Prioritizing self-care practices is key for managing feelings of overwhelm and speediness. Often though, a primary recommendation on that list is, you guessed it, getting enough sleep. So, what do you do if not getting enough sleep is making you stressed and you know you need more sleep to stop stressing? For those who struggle with sleep, it often is a compounding problem.
Create A Routine
As sleep experts advocate, it’s important to begin winding down for your evening with a nighttime routine. This can include things like turning off screens, engaging in relaxing activities like stretching and writing, and prepping your senses by inviting in comforting objects and smells.
Another tip, that is sometimes not considered, is supplementation. No, we’re not talking about sleeping pills, but rather a natural vitamin that supports sleep. What is this miracle worker, you may ask?
The Incredible Benefits of Magnesium
Magnesium is one of seven essential macro-minerals that the human body needs to function optimally. It’s particularly associated with sleep-promoting, stress-reducing, disease-protecting benefits.
“I talk often with my patients about the importance of magnesium, and it’s critical—and sometimes under-recognized—role in sleep and overall health,” says Dr. Michael J. Breus, The Sleep Doctor. I’ve seen many patients benefit from increasing their magnesium intake, through diet and supplements. It’s not uncommon for people, especially women, to have less-than-optimal magnesium levels.”
What Magnesium Can Do For You
Sleep Better. Insomnia is actually a symptom of magnesium deficiency. You may also have low levels if your sleep is restless. Supplementing with magnesium can rid you of that feeling of not getting enough sleep and improve overall sleep quality.
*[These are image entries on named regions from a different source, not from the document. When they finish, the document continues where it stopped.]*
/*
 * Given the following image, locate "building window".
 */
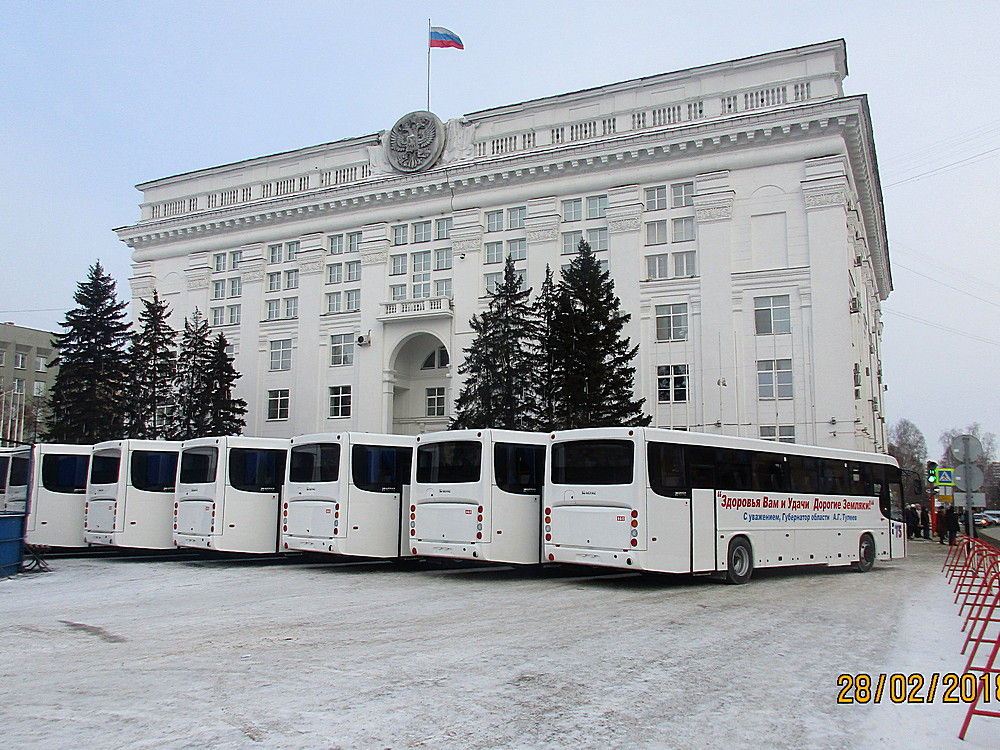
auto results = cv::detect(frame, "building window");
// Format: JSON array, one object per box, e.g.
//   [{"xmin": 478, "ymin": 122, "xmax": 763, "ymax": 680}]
[
  {"xmin": 587, "ymin": 195, "xmax": 608, "ymax": 219},
  {"xmin": 562, "ymin": 231, "xmax": 583, "ymax": 255},
  {"xmin": 507, "ymin": 206, "xmax": 528, "ymax": 229},
  {"xmin": 486, "ymin": 242, "xmax": 503, "ymax": 263},
  {"xmin": 271, "ymin": 339, "xmax": 292, "ymax": 371},
  {"xmin": 646, "ymin": 221, "xmax": 667, "ymax": 245},
  {"xmin": 434, "ymin": 279, "xmax": 451, "ymax": 297},
  {"xmin": 757, "ymin": 359, "xmax": 792, "ymax": 399},
  {"xmin": 346, "ymin": 289, "xmax": 361, "ymax": 312},
  {"xmin": 753, "ymin": 294, "xmax": 792, "ymax": 336},
  {"xmin": 326, "ymin": 292, "xmax": 341, "ymax": 312},
  {"xmin": 434, "ymin": 219, "xmax": 452, "ymax": 240},
  {"xmin": 587, "ymin": 229, "xmax": 608, "ymax": 253},
  {"xmin": 670, "ymin": 182, "xmax": 694, "ymax": 208},
  {"xmin": 507, "ymin": 239, "xmax": 528, "ymax": 260},
  {"xmin": 427, "ymin": 388, "xmax": 445, "ymax": 417},
  {"xmin": 562, "ymin": 198, "xmax": 583, "ymax": 221},
  {"xmin": 656, "ymin": 365, "xmax": 688, "ymax": 404},
  {"xmin": 656, "ymin": 303, "xmax": 688, "ymax": 341},
  {"xmin": 759, "ymin": 424, "xmax": 795, "ymax": 443},
  {"xmin": 330, "ymin": 333, "xmax": 354, "ymax": 367},
  {"xmin": 413, "ymin": 221, "xmax": 431, "ymax": 242},
  {"xmin": 330, "ymin": 385, "xmax": 351, "ymax": 418},
  {"xmin": 267, "ymin": 388, "xmax": 288, "ymax": 420},
  {"xmin": 674, "ymin": 250, "xmax": 698, "ymax": 279},
  {"xmin": 434, "ymin": 247, "xmax": 452, "ymax": 271},
  {"xmin": 673, "ymin": 216, "xmax": 694, "ymax": 242},
  {"xmin": 646, "ymin": 185, "xmax": 667, "ymax": 211}
]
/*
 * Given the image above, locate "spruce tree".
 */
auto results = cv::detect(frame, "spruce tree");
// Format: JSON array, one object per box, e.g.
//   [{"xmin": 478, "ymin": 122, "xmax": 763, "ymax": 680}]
[
  {"xmin": 550, "ymin": 240, "xmax": 651, "ymax": 429},
  {"xmin": 44, "ymin": 261, "xmax": 129, "ymax": 444},
  {"xmin": 125, "ymin": 290, "xmax": 177, "ymax": 440},
  {"xmin": 167, "ymin": 307, "xmax": 212, "ymax": 440},
  {"xmin": 205, "ymin": 333, "xmax": 247, "ymax": 436},
  {"xmin": 451, "ymin": 256, "xmax": 535, "ymax": 430}
]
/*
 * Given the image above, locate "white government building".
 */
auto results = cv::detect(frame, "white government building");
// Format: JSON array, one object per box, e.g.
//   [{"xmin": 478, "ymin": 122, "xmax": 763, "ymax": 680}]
[{"xmin": 116, "ymin": 40, "xmax": 892, "ymax": 451}]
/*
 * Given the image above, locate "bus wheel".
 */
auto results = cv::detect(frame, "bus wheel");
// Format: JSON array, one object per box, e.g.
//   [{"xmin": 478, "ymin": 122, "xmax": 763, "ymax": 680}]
[
  {"xmin": 726, "ymin": 537, "xmax": 753, "ymax": 584},
  {"xmin": 854, "ymin": 533, "xmax": 875, "ymax": 573}
]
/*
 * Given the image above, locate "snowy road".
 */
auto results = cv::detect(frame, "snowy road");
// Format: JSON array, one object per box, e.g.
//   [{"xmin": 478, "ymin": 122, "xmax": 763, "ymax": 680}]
[{"xmin": 0, "ymin": 542, "xmax": 1000, "ymax": 750}]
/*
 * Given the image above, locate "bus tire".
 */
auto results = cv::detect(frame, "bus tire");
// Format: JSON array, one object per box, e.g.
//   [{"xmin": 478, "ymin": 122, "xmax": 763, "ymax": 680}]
[
  {"xmin": 854, "ymin": 531, "xmax": 875, "ymax": 573},
  {"xmin": 726, "ymin": 536, "xmax": 753, "ymax": 585}
]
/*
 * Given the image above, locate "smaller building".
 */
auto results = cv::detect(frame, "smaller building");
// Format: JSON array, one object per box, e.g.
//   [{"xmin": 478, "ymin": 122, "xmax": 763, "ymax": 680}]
[{"xmin": 0, "ymin": 323, "xmax": 58, "ymax": 444}]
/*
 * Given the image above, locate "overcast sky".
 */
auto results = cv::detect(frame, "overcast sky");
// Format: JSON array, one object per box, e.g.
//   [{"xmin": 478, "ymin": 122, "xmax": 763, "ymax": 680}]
[{"xmin": 0, "ymin": 0, "xmax": 1000, "ymax": 456}]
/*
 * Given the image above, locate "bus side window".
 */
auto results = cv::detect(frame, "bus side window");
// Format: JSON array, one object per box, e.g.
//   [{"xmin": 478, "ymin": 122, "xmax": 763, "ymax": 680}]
[{"xmin": 646, "ymin": 442, "xmax": 685, "ymax": 497}]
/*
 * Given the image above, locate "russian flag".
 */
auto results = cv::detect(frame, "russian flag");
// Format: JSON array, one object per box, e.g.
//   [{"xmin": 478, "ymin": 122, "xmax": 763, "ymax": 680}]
[{"xmin": 431, "ymin": 26, "xmax": 465, "ymax": 49}]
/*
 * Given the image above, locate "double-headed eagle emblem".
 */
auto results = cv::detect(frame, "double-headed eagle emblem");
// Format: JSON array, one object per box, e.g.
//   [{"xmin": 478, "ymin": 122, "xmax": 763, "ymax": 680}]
[{"xmin": 386, "ymin": 111, "xmax": 444, "ymax": 172}]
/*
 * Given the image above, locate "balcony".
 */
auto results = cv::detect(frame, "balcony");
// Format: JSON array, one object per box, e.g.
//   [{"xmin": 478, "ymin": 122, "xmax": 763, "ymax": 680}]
[{"xmin": 378, "ymin": 297, "xmax": 454, "ymax": 322}]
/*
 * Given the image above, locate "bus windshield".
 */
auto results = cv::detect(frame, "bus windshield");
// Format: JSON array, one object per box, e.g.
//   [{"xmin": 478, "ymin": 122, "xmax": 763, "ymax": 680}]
[
  {"xmin": 288, "ymin": 443, "xmax": 340, "ymax": 482},
  {"xmin": 351, "ymin": 445, "xmax": 413, "ymax": 492},
  {"xmin": 42, "ymin": 453, "xmax": 90, "ymax": 493},
  {"xmin": 493, "ymin": 443, "xmax": 545, "ymax": 495},
  {"xmin": 90, "ymin": 453, "xmax": 122, "ymax": 484},
  {"xmin": 417, "ymin": 440, "xmax": 483, "ymax": 484},
  {"xmin": 552, "ymin": 440, "xmax": 635, "ymax": 485},
  {"xmin": 181, "ymin": 448, "xmax": 219, "ymax": 484},
  {"xmin": 229, "ymin": 448, "xmax": 286, "ymax": 492},
  {"xmin": 131, "ymin": 451, "xmax": 177, "ymax": 492}
]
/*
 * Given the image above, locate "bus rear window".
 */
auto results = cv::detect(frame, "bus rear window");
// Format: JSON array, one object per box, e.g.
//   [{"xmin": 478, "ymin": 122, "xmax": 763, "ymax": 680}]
[
  {"xmin": 42, "ymin": 453, "xmax": 90, "ymax": 494},
  {"xmin": 351, "ymin": 445, "xmax": 413, "ymax": 492},
  {"xmin": 417, "ymin": 440, "xmax": 483, "ymax": 484},
  {"xmin": 552, "ymin": 440, "xmax": 635, "ymax": 485},
  {"xmin": 493, "ymin": 443, "xmax": 545, "ymax": 495},
  {"xmin": 288, "ymin": 443, "xmax": 340, "ymax": 482},
  {"xmin": 90, "ymin": 453, "xmax": 122, "ymax": 484},
  {"xmin": 9, "ymin": 456, "xmax": 31, "ymax": 487},
  {"xmin": 131, "ymin": 451, "xmax": 177, "ymax": 492},
  {"xmin": 180, "ymin": 448, "xmax": 219, "ymax": 484},
  {"xmin": 229, "ymin": 448, "xmax": 287, "ymax": 492}
]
Reduce Stress. Magnesium encourages general relaxation due to increasing GABA (gamma-aminobutyric acid) an important neurotransmitter in the central nervous system. Conversely, low GABA is associated with feeling more stressed and anxious.
Manage PMS. Studies show that getting enough magnesium can help reduce symptoms associated with PMS such as mood swings, irritability, anxiety and bloating.
These are just a few of magnesium’s benefits. Other perks include: helping to maintain bone density, regulating your heartbeat, addressing restless-leg syndrome, regulating blood sugar and metabolizing glucose, improving insulin sensitivity and relieving pain.
How Much Magnesium Do You Need?
Most doctors recommend between 100 and 350 mg daily. Start on the low end and gradually increase. Adverse effects of taking too much magnesium can be diarrhea, stomach upset and bloating.
What To Look For When Choose A Magnesium Supplement
In your supplement aisle, you’ll likely see lots of different forms of magnesium. Which one is best for you depends on what you’re taking it for. In general, to support sleep and relaxation, magnesium glycinate is your best bet.